Bakırhan, birinci maddede "Herkese aynı nazardan bakan ve herkesi kapsayan anayasal bir yurttaşlık istiyoruz" dedi! Yani Türk vatandaşlığını herkesi kapsamadığını söylemiş oluyor! Beşinci maddede "ana dilde eğitim hakkı" istiyor. Altıncı maddede, "Yerelin sözünün duyulduğu, kararının yerelden filizlendiği bir demokrasi istiyoruz." diyor. Yedinci maddede "Terörle Mücadele Kanunu, Türk Ceza Kanunu ve infaz yasası başta olmak üzere temel yasalarda acilen düzenlemeler yapılsın", sekizinci maddede "Hakikat, adalet ve onarım eksenli bir geçiş dönemi yasası çıkarılsın", dokuzuncu maddede "Hasta ve siyasi tutsaklar bırakılsın, cezaevleri rahatlatılsın", onuncu maddede "Siyasi sebeplerle sürgünde bulunan yol arkadaşlarımızın bir an önce kendi topraklarına dönmesi sağlansın" diyor...
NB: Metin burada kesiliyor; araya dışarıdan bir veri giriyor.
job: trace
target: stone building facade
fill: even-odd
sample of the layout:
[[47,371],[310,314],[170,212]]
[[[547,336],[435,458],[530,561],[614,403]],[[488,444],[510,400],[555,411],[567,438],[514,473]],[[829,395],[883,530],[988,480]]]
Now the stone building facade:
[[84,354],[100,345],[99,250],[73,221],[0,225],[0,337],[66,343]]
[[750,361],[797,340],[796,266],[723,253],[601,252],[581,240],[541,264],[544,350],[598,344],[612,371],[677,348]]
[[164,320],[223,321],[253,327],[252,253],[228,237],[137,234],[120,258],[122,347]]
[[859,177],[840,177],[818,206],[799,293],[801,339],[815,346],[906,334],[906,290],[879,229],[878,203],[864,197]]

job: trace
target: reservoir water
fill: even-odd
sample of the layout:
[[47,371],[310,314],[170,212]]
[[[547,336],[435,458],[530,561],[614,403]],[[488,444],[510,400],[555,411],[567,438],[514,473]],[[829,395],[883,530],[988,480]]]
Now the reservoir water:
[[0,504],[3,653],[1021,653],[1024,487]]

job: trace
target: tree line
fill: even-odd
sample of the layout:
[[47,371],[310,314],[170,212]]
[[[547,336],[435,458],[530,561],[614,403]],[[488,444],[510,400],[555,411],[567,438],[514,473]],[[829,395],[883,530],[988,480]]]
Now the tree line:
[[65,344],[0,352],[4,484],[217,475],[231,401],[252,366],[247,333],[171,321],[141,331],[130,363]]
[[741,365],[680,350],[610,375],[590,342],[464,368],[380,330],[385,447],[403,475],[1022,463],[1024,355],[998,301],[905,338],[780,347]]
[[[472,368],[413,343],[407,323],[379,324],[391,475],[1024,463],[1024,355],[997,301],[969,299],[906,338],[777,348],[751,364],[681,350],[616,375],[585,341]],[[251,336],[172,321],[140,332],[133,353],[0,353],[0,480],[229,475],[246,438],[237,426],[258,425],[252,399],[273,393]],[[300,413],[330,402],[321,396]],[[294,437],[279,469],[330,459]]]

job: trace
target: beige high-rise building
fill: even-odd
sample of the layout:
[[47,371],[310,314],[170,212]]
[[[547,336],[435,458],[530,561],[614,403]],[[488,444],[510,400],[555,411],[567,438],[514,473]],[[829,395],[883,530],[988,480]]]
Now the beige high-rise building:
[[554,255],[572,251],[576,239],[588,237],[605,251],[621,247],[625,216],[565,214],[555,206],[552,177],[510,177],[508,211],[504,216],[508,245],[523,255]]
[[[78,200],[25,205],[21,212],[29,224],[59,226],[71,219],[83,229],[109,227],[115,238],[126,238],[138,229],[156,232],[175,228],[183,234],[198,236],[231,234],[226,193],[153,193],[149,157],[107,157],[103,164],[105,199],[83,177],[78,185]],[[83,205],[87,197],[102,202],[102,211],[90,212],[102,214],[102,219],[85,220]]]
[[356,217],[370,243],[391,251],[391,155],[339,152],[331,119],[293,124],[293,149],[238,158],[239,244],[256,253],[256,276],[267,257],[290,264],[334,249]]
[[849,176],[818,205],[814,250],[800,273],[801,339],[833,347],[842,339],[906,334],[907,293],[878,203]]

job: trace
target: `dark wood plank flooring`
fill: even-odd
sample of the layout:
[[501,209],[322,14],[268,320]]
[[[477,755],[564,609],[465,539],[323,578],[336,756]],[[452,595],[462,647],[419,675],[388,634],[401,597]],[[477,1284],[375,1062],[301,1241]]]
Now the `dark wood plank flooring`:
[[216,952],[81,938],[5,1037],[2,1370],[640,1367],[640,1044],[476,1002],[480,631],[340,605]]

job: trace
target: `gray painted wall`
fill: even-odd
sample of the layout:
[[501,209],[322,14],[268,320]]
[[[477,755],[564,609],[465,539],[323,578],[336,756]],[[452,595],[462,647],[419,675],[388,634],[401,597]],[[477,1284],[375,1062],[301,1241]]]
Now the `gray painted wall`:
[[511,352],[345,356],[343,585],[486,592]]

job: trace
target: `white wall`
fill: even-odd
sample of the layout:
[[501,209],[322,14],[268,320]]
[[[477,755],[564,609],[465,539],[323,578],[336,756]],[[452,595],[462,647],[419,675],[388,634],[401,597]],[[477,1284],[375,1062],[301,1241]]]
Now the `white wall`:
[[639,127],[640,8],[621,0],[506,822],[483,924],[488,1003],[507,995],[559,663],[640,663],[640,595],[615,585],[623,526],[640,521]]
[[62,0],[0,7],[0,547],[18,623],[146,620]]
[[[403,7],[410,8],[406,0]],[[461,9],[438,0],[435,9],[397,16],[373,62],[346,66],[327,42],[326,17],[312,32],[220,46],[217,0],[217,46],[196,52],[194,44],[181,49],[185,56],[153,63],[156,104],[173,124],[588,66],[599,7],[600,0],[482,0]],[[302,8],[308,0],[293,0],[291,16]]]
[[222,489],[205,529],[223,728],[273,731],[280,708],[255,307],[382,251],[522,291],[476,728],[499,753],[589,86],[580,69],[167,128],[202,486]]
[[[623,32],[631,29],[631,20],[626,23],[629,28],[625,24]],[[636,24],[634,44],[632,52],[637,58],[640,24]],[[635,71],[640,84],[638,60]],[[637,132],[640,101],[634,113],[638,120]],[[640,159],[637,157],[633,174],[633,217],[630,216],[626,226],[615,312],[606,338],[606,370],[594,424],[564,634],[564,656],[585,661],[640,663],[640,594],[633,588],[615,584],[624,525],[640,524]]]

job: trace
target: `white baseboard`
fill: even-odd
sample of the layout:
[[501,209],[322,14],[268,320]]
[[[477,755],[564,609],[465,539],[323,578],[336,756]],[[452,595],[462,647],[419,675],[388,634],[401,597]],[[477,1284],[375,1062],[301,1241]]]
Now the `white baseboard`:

Kısaca, Türkiye topraklarında özerk devlet kurmak için ne gerekiyorsa istiyor!
***
PKK/PYD elebaşı Salih Müslim ise, YPG terör örgütünün “özerkliklerini koruyarak” kurulacak “Yeni Suriye Ordusu”nda yer alacağını ifade etti.
Müslim, “SDG’nin bazı birlikleri, kurulacak yeni askeri yapıya entegre olacak. Yani Özerk Yönetim bölgeleri, SDG denetiminde olacak. Böyle bir durum tasarlanıyor” dedi.
“Yeni Suriye Ordusu” altında bir askeri entegrasyon sürecinden de bahseden Müslim, “Suriye’nin yeni ordusu oluşacak ve SDG de bunun büyük bir parçası olacak. Yani çekirdeğini bizimkilerin oluşturacağı yeni Suriye ordusu oluşturulacaktır” ifadelerini kullandı.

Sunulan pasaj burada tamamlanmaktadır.